小走りで狭いトンネルの中を進んでいると、頭上から口笛にも似た風の音と、細かい雨粒が地面を叩く音が聞こえてきた。どうやら、既に前線は活発に動き始めているらしい。自然風の吹く事がないユニット内でそれが移動してしまう事はないが、少し急がねば。人工的な雷だけでは、電力が些か足りない。今のまま雷が落ちてしまったら、自分は命を落とし、苦労も全て水の泡となる。残されたスカイたちは、圧死の恐怖に怯えながら残り時間を過ごさねばならなくなる。
急げ、だが焦るな、と自分に言い聞かせながら、ティプは前進する。
そして、間に合った。
(あった、あれだ!)
前方に、自分が一時間弱前に地面に突き刺し、エンジンへとケーブルを張ったアンテナの基盤が見えた。地面に、雑に刳り抜いた穴へとケーブルは伸び、ユニット下部の震動に呼応するように揺れている。ホームセンターから持ってきた一般用のものだが、強度は十分のはず。
ティプは駆け寄ると、基盤のケーブルが突き出ている辺りに電線の先端に付いているフックを掛け、送電設備と接続した。それを合図にしたかのように、頭上からゴロゴロという鈍い音が聞こえ始める。
雷鳴。小規模だからか、天候調節プログラムを書き換えてからそう時間は経っていないのに、既に雲放電が始まっている。よし、とティプは小さく快哉を叫ぶ。ユニット内での雷発生という不可能を可能にする事は、これで叶った。あとは、それがアンテナに上手く落ちてくれるかどうか。地上では近くに建物や孤立した大きな木などがないかを十分に確認し、大きさに細心の注意を払って立てた。きっと大丈夫だ、と信じながら、ティプはケーブルから手を離し、奥の方に離れた。鼓膜が破れないよう、落雷の瞬間に耳を塞ぐ準備をする。
と、その時、視界に違和感を感じた。状況が一種の賭けである以上、そのような感覚が僅かにでもあれば、気のせい、と軽々しく済ませる訳には行かない。数秒間その違和感の原因を探り、興奮は再びの焦燥に変わった。
「繋がっていない……ケーブルが揺れすぎだ」
思わず、口に出して呟いていた。
そうだ。
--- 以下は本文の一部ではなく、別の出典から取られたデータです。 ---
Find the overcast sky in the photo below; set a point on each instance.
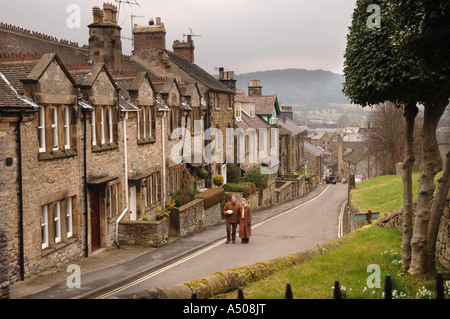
(239, 35)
エンジンにしっかり繋いでいたら、ケーブルは揺れたとしても、ユニットの震動とほぼ同じ揺れ方をするはずだ。このように、風に煽られでもするかのように左右に大きく振れたりはしない。
(ユニットは流されている。それで居て、ユニット下部に広がっている重力場は依然下方向に土台壁を引き続けている。それで、市販のワイヤーで作ったケーブルが不自然な方向に力を掛けられて、引っ張られすぎて切れたんだ)
マズい。このままでは、エンジンに電力が届かない。
ティプは慌てて、穴へと飛び込もうとした。だがその瞬間、足が竦んだ。
この中は、エンジンの中。放射能によって、一度死の世界となった場所。数時間前にメンテ用接近口に入った時は、自分は防護服代わりの宇宙服を着用していた。だが今、それはない。
──どうする、と悩んだのは、一瞬だった。
(薄くなってんだ、健康被害は出ても、入って即死はないだろう!)
ケーブルに、そこまでの強度がない事は分かった。降りる為にこれに掴まったら、一層回路を壊してしまうだろう。ティプは穴の縁に手を掛け、命綱なしで身を躍らせた。高さが怪我をする程のものでない事も、一度確認済みだ。
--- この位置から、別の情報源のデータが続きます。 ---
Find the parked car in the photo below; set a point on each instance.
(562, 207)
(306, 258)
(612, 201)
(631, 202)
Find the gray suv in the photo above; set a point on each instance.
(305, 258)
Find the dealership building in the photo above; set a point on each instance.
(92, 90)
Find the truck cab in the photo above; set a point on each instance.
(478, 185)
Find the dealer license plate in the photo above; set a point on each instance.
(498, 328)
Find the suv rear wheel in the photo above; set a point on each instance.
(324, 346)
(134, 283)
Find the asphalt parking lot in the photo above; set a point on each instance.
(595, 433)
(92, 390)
タービンに続いているケーブルを目で追い、沿うように走る。今度は腰を屈めずに走れるので、全速力で。すぐに目的の箇所は見つかり、切れたケーブルを近づけようとティプが手を伸ばした瞬間、運が尽きた。
ビシャ───ンッ!! と、物凄い音が頭上で響いた。
落雷だ。降りてきた穴の方が光り、ケーブルを縫うように光がこちらに向かってくる。スカイたちがエンジンを起動させるまで、残りコンマ数秒。
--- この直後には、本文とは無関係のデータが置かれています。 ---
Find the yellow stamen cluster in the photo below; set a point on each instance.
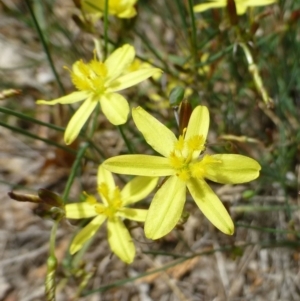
(90, 76)
(113, 199)
(183, 160)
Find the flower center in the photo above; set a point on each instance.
(89, 77)
(184, 158)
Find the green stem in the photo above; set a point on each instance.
(45, 46)
(50, 284)
(106, 28)
(194, 34)
(76, 164)
(130, 149)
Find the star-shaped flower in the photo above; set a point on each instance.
(113, 209)
(241, 5)
(120, 8)
(98, 82)
(184, 166)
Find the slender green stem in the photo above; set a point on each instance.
(76, 164)
(128, 144)
(50, 284)
(106, 28)
(94, 121)
(194, 33)
(45, 46)
(181, 11)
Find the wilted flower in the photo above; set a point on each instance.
(241, 5)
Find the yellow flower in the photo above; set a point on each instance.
(119, 8)
(241, 5)
(113, 209)
(98, 82)
(182, 164)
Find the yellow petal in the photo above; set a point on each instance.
(115, 107)
(137, 189)
(119, 61)
(156, 134)
(166, 208)
(128, 13)
(210, 205)
(70, 98)
(105, 176)
(79, 210)
(205, 6)
(232, 169)
(138, 215)
(259, 2)
(86, 233)
(132, 78)
(120, 240)
(139, 165)
(199, 123)
(79, 119)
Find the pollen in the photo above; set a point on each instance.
(195, 143)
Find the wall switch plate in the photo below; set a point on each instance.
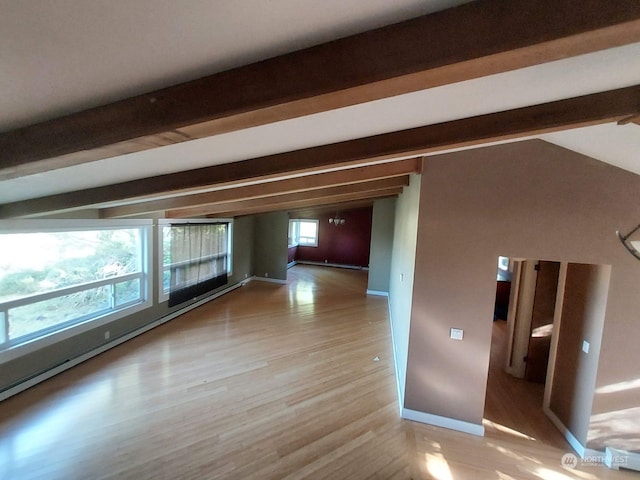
(456, 334)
ティプは、回避に向けて動く脊髄をありったけの理性と覚悟で抑え込んだ。
「う……おおおおおおっ!!」
自分を鼓舞するように咆哮し、ティプは素手で二本のケーブルを掴むと、その切れた箇所を自分の体で繋げた。人体にも、電気は流れる。だからこそ、この作業は危険を極めたのだ。
(やったよ、アンジュ──……)
ティプの体を十億ボルトの電圧が駆け抜け、意識を消し飛ばした。